Generic Modularization Case Study
This material accompanies the publication to the Modularity in Modelling Workshop (MOMO). We show the application of our generic modularization approach on the example of Ecore.
Meta-Model
In our generic modularization meta-model, a language is the root of the object graph.
A Language consists of a set of Modules which in turn consist of entities. In the unmodularized case we only have one module containing all entities.
Entities are identified by their name and may have relationships among them (e.g., associations or inheritance).
A Relationship is given a weight that is considered during the search process.
The higher the weight the more important the relationship is, i.e., the closer the respective elements should be grouped together.
A common, abstract superclass NamedElement ensures that all elements in the system have a name.
Ecore 2 Generic Modularization
For example, when we aim to modularize Ecore models, we could provide the following mapping.
| Ecore | Generic Modularization Language |
|---|---|
| EPackage | Module |
| EClass | Entity |
| EDataType | Entity |
| EEnum | Entity |
| eSuperType | Relationship (weight=2) |
| EAttribute | Relationship (weight=1) |
| EReference (not containment) | Relationship (weight=1) |
| EReference (containment) | Relationship (weight=3) |
This mapping is realized using an ATL transformation. A whole project with this transformation can be downloaded in our repository. An excerpt of the transformation is shown below:
rule EPackage_Language {
from
p : Ecore!EPackage,
c : Ecore!EClass (p.refImmediateComposite().oclIsUndefined() and
Ecore!EPackage.allInstancesFrom('IN').first() = p and
Ecore!EClass.allInstancesFrom('IN').first() = c)
to
l : Module!Language (
name <- p.name,
modules <- Ecore!EPackage.allInstancesFrom('IN')
)
}
rule Relationship(target : Ecore!EClassifier, weight : Integer) {
to
r : Module!Relationship (
relationshipEnd <- target,
weight <- weight
)
do{ r; }
}
rule Entity_Enum {
from
enum : Ecore!EEnum
to
e : Module!Entity (
name <- enum.name
)
}
...
Rules
Move Entity:
Since at the beginning there is only one module with all in the input model, we create modules to which the entities can be moved.

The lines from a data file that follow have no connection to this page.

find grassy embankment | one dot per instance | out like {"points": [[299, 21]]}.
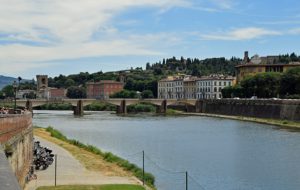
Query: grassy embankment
{"points": [[93, 187], [93, 158]]}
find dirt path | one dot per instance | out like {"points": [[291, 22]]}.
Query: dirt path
{"points": [[71, 171]]}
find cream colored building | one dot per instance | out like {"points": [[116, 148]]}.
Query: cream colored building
{"points": [[190, 87], [210, 87], [257, 64]]}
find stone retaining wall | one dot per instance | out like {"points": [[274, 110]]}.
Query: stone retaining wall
{"points": [[16, 138], [275, 109]]}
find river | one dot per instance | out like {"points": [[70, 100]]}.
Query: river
{"points": [[218, 154]]}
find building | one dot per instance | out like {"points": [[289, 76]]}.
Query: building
{"points": [[23, 94], [256, 64], [55, 93], [42, 86], [166, 88], [190, 87], [210, 87], [103, 89]]}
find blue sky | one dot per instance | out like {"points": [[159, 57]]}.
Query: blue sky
{"points": [[70, 36]]}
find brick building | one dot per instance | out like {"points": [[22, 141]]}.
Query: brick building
{"points": [[103, 89], [57, 93]]}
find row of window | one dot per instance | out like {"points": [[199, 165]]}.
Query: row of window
{"points": [[198, 95], [207, 83]]}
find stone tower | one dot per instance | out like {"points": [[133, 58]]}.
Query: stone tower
{"points": [[42, 86]]}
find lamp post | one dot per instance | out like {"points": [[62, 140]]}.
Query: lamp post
{"points": [[15, 90]]}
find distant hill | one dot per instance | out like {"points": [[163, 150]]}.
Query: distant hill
{"points": [[4, 80]]}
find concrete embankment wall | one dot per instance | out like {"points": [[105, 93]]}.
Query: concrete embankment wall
{"points": [[16, 138], [275, 109]]}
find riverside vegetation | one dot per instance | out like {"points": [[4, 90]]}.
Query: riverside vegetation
{"points": [[93, 187], [106, 156]]}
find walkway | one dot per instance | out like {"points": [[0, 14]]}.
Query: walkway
{"points": [[8, 180], [71, 171]]}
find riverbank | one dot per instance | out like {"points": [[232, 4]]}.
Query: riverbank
{"points": [[93, 159], [279, 123]]}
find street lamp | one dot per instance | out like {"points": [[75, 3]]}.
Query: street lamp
{"points": [[15, 90]]}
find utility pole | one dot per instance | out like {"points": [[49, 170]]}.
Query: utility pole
{"points": [[186, 180], [143, 168], [55, 169]]}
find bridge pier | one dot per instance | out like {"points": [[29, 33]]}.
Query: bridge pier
{"points": [[122, 109], [162, 108], [198, 106], [78, 110], [28, 105]]}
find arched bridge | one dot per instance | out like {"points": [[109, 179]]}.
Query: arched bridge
{"points": [[78, 104]]}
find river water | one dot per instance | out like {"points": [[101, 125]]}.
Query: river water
{"points": [[218, 154]]}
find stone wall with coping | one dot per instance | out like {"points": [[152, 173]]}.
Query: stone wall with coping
{"points": [[262, 108], [16, 138]]}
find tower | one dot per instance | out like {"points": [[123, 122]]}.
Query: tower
{"points": [[42, 86], [246, 57]]}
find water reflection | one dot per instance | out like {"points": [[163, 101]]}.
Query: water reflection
{"points": [[218, 153]]}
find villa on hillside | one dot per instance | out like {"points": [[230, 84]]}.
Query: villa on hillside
{"points": [[191, 87], [103, 89], [257, 64]]}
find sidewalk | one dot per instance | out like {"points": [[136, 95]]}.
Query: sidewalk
{"points": [[71, 171]]}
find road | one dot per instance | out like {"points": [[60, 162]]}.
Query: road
{"points": [[71, 171]]}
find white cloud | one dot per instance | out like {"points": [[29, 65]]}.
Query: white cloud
{"points": [[63, 29], [294, 31], [241, 34], [224, 4]]}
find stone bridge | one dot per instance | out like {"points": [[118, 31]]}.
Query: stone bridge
{"points": [[78, 104]]}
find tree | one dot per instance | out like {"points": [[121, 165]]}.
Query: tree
{"points": [[8, 91], [290, 82], [262, 85], [148, 67], [147, 94], [76, 92], [69, 82]]}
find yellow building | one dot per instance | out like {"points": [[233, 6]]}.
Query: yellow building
{"points": [[256, 64]]}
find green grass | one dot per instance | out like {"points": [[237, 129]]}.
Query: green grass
{"points": [[109, 157], [93, 187]]}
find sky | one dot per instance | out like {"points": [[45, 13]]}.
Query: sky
{"points": [[55, 37]]}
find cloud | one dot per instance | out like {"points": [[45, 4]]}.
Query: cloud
{"points": [[33, 32], [294, 31], [241, 34], [224, 4]]}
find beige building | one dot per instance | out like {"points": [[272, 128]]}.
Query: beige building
{"points": [[256, 64], [190, 87], [210, 87]]}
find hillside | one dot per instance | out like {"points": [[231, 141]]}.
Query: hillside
{"points": [[4, 80]]}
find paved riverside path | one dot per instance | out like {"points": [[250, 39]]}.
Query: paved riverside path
{"points": [[8, 180], [71, 171]]}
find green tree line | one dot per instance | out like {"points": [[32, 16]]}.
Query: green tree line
{"points": [[267, 85]]}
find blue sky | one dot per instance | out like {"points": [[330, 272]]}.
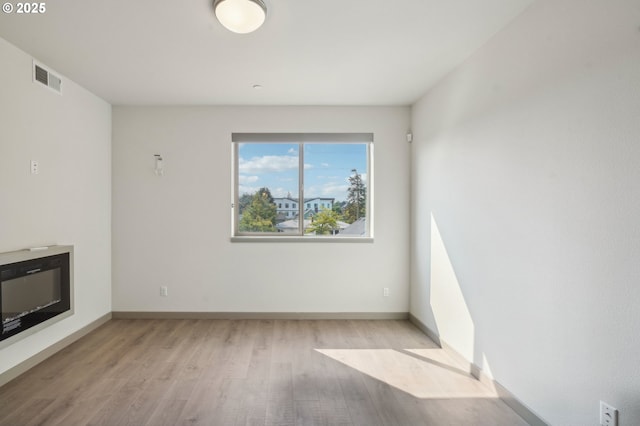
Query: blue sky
{"points": [[275, 165]]}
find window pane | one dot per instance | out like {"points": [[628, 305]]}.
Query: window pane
{"points": [[335, 182], [268, 175]]}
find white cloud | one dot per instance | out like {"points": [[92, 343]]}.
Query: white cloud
{"points": [[243, 179]]}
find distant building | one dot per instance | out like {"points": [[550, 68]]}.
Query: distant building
{"points": [[288, 208]]}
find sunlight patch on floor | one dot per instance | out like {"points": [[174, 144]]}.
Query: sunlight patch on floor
{"points": [[423, 373]]}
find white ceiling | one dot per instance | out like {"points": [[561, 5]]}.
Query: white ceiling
{"points": [[309, 52]]}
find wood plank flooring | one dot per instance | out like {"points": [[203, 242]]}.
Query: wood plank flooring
{"points": [[251, 372]]}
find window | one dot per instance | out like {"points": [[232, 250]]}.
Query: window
{"points": [[331, 172]]}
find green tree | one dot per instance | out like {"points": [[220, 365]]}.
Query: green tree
{"points": [[356, 198], [325, 222], [260, 214], [243, 202]]}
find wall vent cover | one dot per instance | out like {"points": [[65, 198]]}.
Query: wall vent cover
{"points": [[44, 76]]}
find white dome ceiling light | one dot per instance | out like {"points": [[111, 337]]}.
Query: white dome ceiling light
{"points": [[240, 16]]}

This rule moves an entity with the name entity from a module with the name source to another entity with the name target.
Objectives and Constraints
Since modularization is such a common and well-studied problem, many metrics have been proposed which indicate the quality of a module. Common metrics include coupling and cohesion. For our example, we follow the Equal-Size Cluster Approach, as described by Praditwong et al in Software Module Clustering as a Multi-Objective Search Problem. The goal of this approach is to produce equally-sized modules, i.e., modules that have a similar number of entities. Therefore, besides the above mentioned two objectives we also aim to maximize the number of modules and minimize the difference between the minimum and maximum number of entities in a module. In order to improve efficiency, we have outsourced evaluation of the objectives and constraints into a separate class (MetricsCalculator), which calculates the values in one iteration through the model. In the configuration example below, you can find how this external calculation can be integrated into the fitness evaluation of MOMoT.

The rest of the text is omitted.